Ilan Stavans, A native from Mexico and author of The Hispanic Condition, On Borrowed Words, Love and Language, and other books will be in conversation with Barbara Kingsolver about her most recent book, The Lacuna, a gripping story of identity, connection with our past, and the power of words to create or devastate. Barbara Kingsolver illuminates an era when bold internationalism gave way to a postwar landscape narrowly defined as Americanism. The Lacuna crosses two decades, from the vibrant revolutionary murals of Mexico City to the halls of a Congress bent on eradicating the color Red.
About Barbara Kingsolver
Barbara Kingsolver is the author of seven works of fiction, including the novels The Poisonwood Bible, Animal Dreams, and The Bean Trees, as well as books of poetry, essays, and creative nonfiction. Her most recent book, Animal, Vegetable, Miracle: A Year of Food Life, has been enormously influential and a major bestseller. Kingsolver's work has been translated into more than twenty languages and has earned literary awards and a devoted readership at home and abroad. In 2000, she was awarded the National Humanities Medal, our country's highest honor for service through the arts. She lives with her family on a farm in southern Appalachia.
About Ilan Stavans
A native from Mexico, Ilan Stavans received his Doctorate in Latin American Literature from Columbia University.
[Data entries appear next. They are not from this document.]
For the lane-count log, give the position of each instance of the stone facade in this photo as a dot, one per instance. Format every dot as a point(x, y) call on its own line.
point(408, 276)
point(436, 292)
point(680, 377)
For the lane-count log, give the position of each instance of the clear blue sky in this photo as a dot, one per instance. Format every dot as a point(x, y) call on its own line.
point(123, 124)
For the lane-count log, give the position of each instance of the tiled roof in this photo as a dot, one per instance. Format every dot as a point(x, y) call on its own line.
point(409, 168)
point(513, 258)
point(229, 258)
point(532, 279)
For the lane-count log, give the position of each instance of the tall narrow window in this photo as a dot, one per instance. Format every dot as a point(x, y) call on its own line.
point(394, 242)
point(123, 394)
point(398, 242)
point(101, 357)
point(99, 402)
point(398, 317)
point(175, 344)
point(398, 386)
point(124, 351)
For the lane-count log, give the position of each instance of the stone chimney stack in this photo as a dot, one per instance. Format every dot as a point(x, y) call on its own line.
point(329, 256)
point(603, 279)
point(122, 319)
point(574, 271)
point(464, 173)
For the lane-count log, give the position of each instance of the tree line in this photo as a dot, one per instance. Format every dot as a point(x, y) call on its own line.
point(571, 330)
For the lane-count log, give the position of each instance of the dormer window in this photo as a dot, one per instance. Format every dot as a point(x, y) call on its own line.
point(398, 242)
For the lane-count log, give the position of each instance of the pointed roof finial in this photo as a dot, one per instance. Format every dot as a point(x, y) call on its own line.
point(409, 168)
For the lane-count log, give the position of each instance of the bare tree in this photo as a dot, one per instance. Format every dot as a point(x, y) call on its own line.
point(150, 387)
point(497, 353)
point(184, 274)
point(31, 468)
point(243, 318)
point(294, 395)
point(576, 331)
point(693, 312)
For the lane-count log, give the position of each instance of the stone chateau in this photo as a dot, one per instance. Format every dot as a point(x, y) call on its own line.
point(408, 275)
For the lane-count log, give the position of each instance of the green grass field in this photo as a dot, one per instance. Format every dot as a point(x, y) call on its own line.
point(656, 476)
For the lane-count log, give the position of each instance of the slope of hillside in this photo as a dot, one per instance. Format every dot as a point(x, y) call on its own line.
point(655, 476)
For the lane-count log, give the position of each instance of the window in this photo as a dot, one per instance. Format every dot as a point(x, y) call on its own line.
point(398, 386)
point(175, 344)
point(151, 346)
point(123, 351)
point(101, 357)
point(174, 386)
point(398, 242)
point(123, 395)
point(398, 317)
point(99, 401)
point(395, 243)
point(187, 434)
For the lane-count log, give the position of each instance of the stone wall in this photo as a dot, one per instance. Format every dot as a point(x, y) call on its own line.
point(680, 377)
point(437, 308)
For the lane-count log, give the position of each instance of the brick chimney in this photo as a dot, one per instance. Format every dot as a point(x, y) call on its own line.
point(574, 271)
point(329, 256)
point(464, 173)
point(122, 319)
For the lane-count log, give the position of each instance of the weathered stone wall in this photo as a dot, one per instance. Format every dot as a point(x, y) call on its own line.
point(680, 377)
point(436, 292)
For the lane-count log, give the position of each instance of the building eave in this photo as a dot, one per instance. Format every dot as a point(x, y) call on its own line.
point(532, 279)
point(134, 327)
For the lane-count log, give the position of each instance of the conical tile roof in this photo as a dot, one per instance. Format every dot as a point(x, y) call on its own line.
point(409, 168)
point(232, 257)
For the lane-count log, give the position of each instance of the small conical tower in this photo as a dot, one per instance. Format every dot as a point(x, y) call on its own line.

Stavans books include The Hispanic Condition, On Borrowed Words, Spanglish, Love and Language, and Gabriel García Márquez: The Early Years. He is the editor of The Oxford Book of Jewish Stories, The Poetry of Pablo Neruda, the 3-volume set of Isaac Bashevis Singer: Collected Stories, Becoming Americans: Four Centuries of Immigrant Writing, and The Norton Anthology of Latino Literature. Ilan Stavans is Lewis-Sebring Professor in Latin American and Latino Culture at Amherst College.